My family is religious on both sides going back 4 generations, and I was raised the same, but I didn't take to it as much. I am only close to my Mother, younger sister, older sister, and brother in law. So family is scarce to begin with, and I just can't see my Mother being ok with this. She is very open to things and easy going, but she has a few subjects that are just plain taboo. Homosexuality is one of those subjects. Every time I see her she is so happy I'm making it on my own. She is encouraging, and helps me out when she can. However I can't shake the feeling that she would not want me to come around anymore if she knew, and it makes my stomach sick.
As far as friends are concerned the biggest problem is my living situation. I live with 2 friends in a house. One of them owns the house, and I pay him rent. They are both giant homophobes, as are most of the people I know due to living in TN. I almost feel like my house is becoming a prison because I can't be myself when they're around, and one of them doesn't have to work so he is home a lot. Now, I'm not attracted to either of them, but I just know they would kick me out if they knew.
I can only think of one person who I might tell, and for two reasons. First, she is very out going and seems like she might be ok with it. Second, she is not family nor part of my main group of friends. However, she is a friend of the family, and sometimes stops by my Mothers. So my family would eventually find out.
I just don't know what to do, and it keeps me up at night. I've been biding my time for months now trying to find a better job so I can afford a place before I tell anyone, but I'm not having any luck. I want to start changing a lot about myself, but I can't because it would give me away. One example is my hair. It is long now and I can't get it styled the way I want. I'd love to have that smooth silky hair I see on all my friends girlfriends, but that would be like sticking a sign on my head that says I'm gay.
I just don't know what to do. It's getting harder and harder to act like someone I now realize I'm not. Please help.
Short Version: My roommates are both straight guys and huge homophobes. My family is religious. I am gay. No one knows. I'm tired of not being able to be myself. Wth do I do?
Long Version:
I feel trapped in my own life. I have been getting more and more turned on by guys in the past few years, until finally I realized that women don't really do much for me anymore. Now, I don't know any gay people, male or female. I don't have a lot of means to go out on my own due to a crappy job. And I'm pretty sure none of my family or friends would still want me around if they knew I am gay.
My family is religious on both sides going back 4 generations, and I was raised the same, but I didn't take to it as much. I am only close to my Mother, younger sister, older sister, and brother in law. So family is scarce to begin with, and I just can't see my Mother being ok with this. She is very open to things and easy going, but she has a few subjects that are just plain taboo. Homosexuality is one of those subjects. Every time I see her she is so happy I'm making it on my own. She is encouraging, and helps me out when she can. However I can't shake the feeling that she would not want me to come around anymore if she knew, and it makes my stomach sick.
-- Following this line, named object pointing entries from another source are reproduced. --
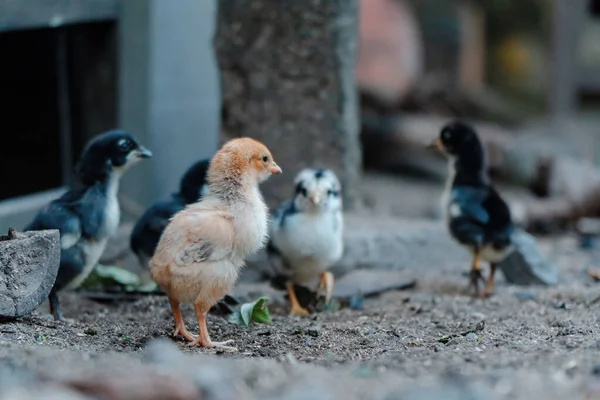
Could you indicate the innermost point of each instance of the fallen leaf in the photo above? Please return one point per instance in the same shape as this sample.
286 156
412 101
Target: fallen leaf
252 312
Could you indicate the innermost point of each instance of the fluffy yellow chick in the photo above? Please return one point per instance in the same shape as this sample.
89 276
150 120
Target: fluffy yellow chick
201 251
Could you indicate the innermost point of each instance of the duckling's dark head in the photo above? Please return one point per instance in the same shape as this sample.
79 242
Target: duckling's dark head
459 140
112 152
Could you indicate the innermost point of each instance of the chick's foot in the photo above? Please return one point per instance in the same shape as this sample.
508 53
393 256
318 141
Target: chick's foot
295 307
181 330
203 339
326 283
208 344
474 278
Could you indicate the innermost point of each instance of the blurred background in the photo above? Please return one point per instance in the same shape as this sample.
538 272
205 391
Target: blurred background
526 73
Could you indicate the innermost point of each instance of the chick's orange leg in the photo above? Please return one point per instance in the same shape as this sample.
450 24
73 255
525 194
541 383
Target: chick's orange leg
203 339
489 284
180 328
295 307
326 282
475 274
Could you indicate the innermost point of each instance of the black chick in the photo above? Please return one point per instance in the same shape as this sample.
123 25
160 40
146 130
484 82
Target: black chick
149 227
88 213
477 217
147 230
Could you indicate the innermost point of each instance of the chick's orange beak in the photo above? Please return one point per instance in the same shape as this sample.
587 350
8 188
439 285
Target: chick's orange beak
275 169
436 144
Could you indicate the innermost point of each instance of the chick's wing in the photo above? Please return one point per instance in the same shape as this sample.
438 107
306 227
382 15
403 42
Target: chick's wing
194 237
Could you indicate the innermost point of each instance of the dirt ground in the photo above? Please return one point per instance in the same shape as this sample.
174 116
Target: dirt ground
521 343
427 331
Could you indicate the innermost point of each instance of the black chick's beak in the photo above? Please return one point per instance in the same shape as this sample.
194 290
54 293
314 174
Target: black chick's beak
144 152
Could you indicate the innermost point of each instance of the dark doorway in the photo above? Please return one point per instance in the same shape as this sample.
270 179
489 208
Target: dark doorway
57 89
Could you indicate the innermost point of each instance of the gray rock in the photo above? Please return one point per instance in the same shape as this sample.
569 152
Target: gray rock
29 263
450 389
368 282
526 265
287 79
162 352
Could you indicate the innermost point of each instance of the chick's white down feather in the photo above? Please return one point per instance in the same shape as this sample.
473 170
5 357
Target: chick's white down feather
309 236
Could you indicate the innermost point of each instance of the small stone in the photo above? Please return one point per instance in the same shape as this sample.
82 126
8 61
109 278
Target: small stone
356 302
29 264
162 352
314 331
524 295
90 331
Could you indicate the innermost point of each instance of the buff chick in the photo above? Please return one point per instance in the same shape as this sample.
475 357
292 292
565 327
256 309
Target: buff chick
203 248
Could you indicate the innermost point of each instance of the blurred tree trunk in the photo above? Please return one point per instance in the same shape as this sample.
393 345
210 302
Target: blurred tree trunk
287 79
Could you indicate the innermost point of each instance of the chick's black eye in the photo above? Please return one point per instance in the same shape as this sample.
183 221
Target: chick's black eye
301 190
123 144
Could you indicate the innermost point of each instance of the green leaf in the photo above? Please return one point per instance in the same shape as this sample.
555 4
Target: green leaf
252 312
As far as friends are concerned the biggest problem is my living situation. I live with 2 friends in a house. One of them owns the house, and I pay him rent. They are both giant homophobes, as are most of the people I know due to living in TN. I almost feel like my house is becoming a prison because I can't be myself when they're around, and one of them doesn't have to work so he is home a lot. Now, I'm not attracted to either of them, but I just know they would kick me out if they knew.
I can only think of one person who I might tell, and for two reasons. First, she is very out going and seems like she might be ok with it. Second, she is not family nor part of my main group of friends. However, she is a friend of the family, and sometimes stops by my Mothers. So my family would eventually find out.
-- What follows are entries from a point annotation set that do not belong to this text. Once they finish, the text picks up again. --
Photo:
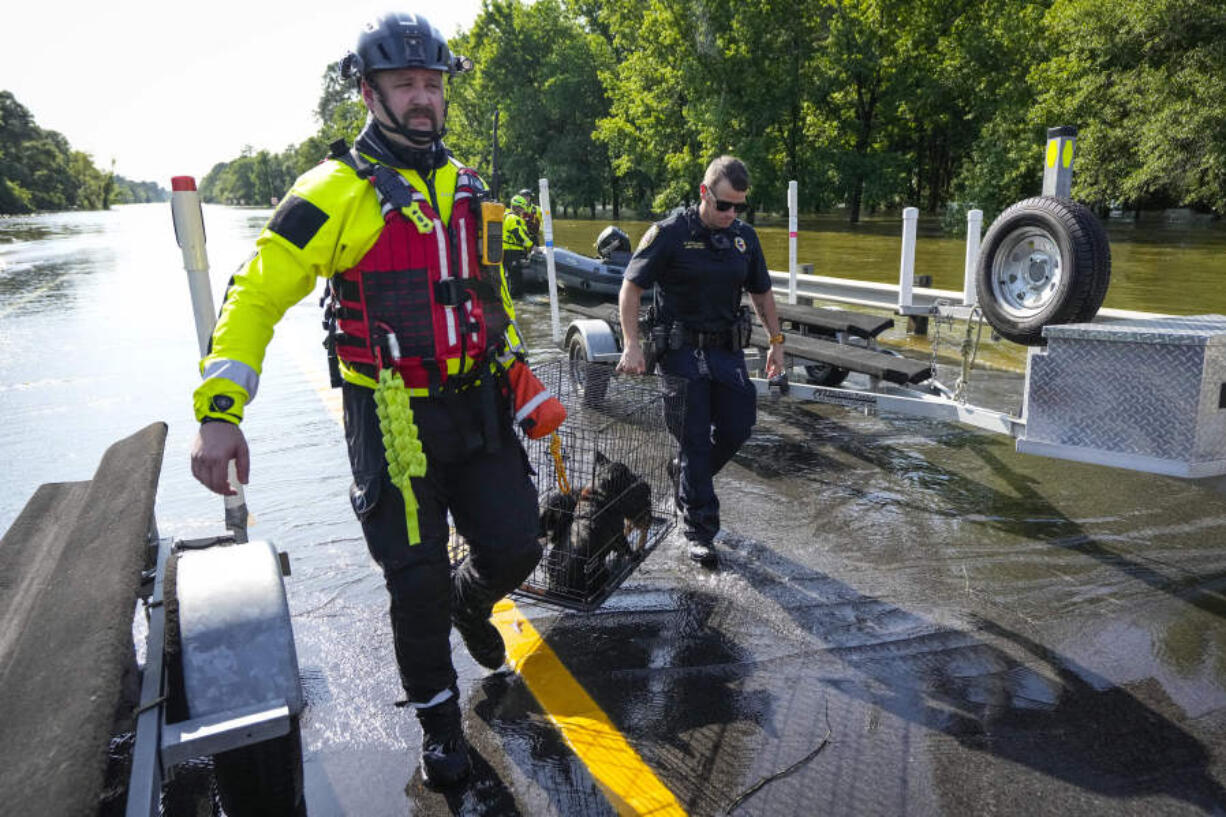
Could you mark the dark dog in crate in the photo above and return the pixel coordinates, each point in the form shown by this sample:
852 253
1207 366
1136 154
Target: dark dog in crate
587 535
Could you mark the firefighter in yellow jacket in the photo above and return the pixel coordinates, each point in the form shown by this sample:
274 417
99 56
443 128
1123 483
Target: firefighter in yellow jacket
516 243
416 310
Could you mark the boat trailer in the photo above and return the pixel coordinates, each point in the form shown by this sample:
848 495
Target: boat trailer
1140 394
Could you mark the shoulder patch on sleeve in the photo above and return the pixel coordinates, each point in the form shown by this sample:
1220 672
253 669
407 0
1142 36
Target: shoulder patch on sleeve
297 221
647 237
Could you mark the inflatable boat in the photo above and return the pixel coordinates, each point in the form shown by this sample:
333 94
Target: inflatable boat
601 275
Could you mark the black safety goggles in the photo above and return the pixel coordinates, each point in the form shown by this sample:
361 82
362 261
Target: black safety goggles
725 206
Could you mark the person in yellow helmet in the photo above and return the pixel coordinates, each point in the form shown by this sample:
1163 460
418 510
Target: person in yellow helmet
531 216
516 244
415 309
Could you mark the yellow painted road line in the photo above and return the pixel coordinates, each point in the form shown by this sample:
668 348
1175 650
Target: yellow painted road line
629 783
622 774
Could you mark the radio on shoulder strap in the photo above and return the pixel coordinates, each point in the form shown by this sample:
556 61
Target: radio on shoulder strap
492 232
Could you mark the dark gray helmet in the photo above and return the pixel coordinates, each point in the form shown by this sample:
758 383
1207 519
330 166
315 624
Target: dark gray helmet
400 41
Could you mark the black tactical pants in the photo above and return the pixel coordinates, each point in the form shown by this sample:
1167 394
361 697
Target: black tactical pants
494 507
721 409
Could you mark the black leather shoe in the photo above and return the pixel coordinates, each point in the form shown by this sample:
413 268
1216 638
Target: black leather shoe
481 637
444 748
704 553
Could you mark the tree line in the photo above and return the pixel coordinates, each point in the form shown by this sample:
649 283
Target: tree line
39 171
869 104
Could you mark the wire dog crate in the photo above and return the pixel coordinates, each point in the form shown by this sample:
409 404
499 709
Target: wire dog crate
606 493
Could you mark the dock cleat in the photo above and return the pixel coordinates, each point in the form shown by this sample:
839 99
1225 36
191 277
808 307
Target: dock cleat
444 748
704 553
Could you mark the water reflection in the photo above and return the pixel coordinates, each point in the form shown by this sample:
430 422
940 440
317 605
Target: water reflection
992 690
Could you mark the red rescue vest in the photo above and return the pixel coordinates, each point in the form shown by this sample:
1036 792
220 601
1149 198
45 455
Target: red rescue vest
422 282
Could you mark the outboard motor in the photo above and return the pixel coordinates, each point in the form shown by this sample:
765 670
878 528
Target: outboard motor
613 245
612 239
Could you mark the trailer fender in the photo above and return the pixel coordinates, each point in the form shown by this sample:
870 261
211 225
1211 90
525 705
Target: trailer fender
592 340
236 638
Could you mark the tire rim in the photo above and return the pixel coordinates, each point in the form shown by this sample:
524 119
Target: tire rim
1026 272
578 361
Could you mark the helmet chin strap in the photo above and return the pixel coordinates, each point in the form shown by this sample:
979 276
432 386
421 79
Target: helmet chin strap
424 150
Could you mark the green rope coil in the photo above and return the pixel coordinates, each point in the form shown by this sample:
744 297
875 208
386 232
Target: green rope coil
401 443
I just don't know what to do, and it keeps me up at night. I've been biding my time for months now trying to find a better job so I can afford a place before I tell anyone, but I'm not having any luck. I want to start changing a lot about myself, but I can't because it would give me away. One example is my hair. It is long now and I can't get it styled the way I want. I'd love to have that smooth silky hair I see on all my friends girlfriends, but that would be like sticking a sign on my head that says I'm gay.
I just don't know what to do. It's getting harder and harder to act like someone I now realize I'm not. Please help.